If it hesitated or flipped between options internally (e.g. “Is that an I or a 1?”), it was less sure.
Some tools look at how certain the model was when choosing each word and turn that into a confidence estimate, usually a percentage per field. These aren’t perfect, but they help you decide when a human should double-check. In practice, you don’t need to understand how the AI works under the hood, just know that:
✅ Higher certainty = safe to automate
⚠️ Lower certainty = good candidate for manual review

Humans-in-the-loop to the rescue
You don’t want to manually check every result. After all, that kills the benefit of automation. On the other hand, you don't want to lose control either, especially when dealing with business critical documents.
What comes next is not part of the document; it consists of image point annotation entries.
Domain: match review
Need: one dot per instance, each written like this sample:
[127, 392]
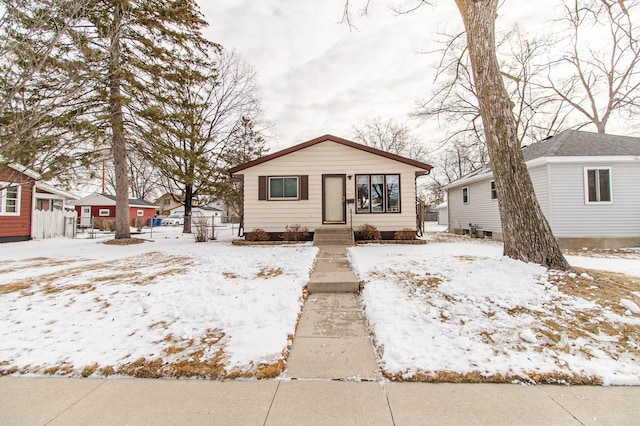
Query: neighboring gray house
[587, 185]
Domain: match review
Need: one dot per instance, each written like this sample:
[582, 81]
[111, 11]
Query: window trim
[465, 195]
[587, 169]
[494, 191]
[3, 199]
[385, 202]
[283, 198]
Instead, use a human-in-the-loop approach:
Let the model handle everything by default.
Flag fields it’s unsure about.
Only review those specific pieces.
This way, 90% of your documents flow through untouched. Humans only check what really needs checking.
This setup works especially well in environments when:
You’re working with sensitive data (e.g. billing, identity, legal).
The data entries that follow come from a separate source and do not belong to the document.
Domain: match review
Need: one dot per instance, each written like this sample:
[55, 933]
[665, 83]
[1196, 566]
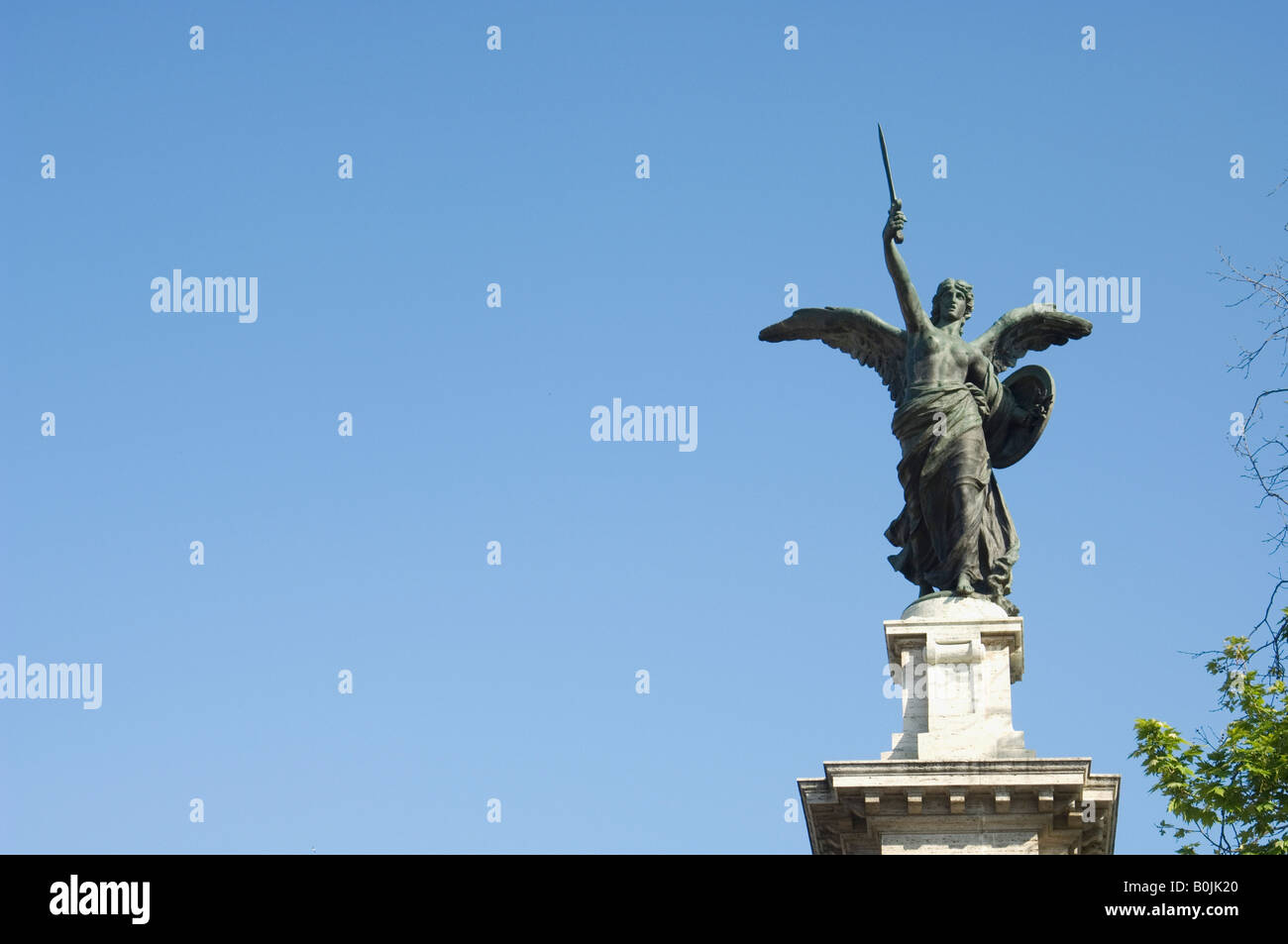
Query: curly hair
[945, 286]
You need to build trust with stakeholders.
You want to scale confidently without hiring a review team for every doc.
Why ChatGPT is not a document workflow tool
It’s tempting to use tools like ChatGPT, Claude, or Gemini directly for document tasks. You upload a PDF, ask a question, and get a seemingly accurate answer. It feels like magic and it works really well for one-off tasks. But there’s an important distinction. These chat-based models are great for exploration and prototyping, but not for running production pipelines.
Here’s what they are good for:
Trying things out quickly
Extracting ad hoc insights or text
Understanding text in context
But they don’t give you:
Consistent, structured output (like clean JSON)
Confidence scores or uncertainty signals
Integration with automation tools or databases
Error handling or fallbacks
The ability to train or fine-tune the model on your specific document types or field definitions
In short: chat-based tools are flexible and powerful, but they aren’t built for repeatable, scalable workflows. If you’re building something serious - especially with financial, legal, or compliance needs -you’ll want something more robust and tailored.
What to look for in a tool
If you're choosing a platform for document extraction, look for one that:
Supports LLM-based extraction, not just OCR
Gives you confidence estimates per field
Lets you flag and correct uncertain fields, ideally with feedback loops
Plays well with the rest of your stack (like Zapier, Make, or webhooks)
Some tools (like Cradl.ai) offer this out of the box: LLM-powered extraction, built-in review workflows, and integrations that let you automate from end to end.
Final thoughts
LLM-based OCR is a breakthrough for no-code and citizen developers. You can finally build flows that understand documents — not just read them.
But understanding doesn’t mean infallibility.
Use confidence scoring, review uncertain cases, and let automation handle the rest. That’s how you move fast without breaking things.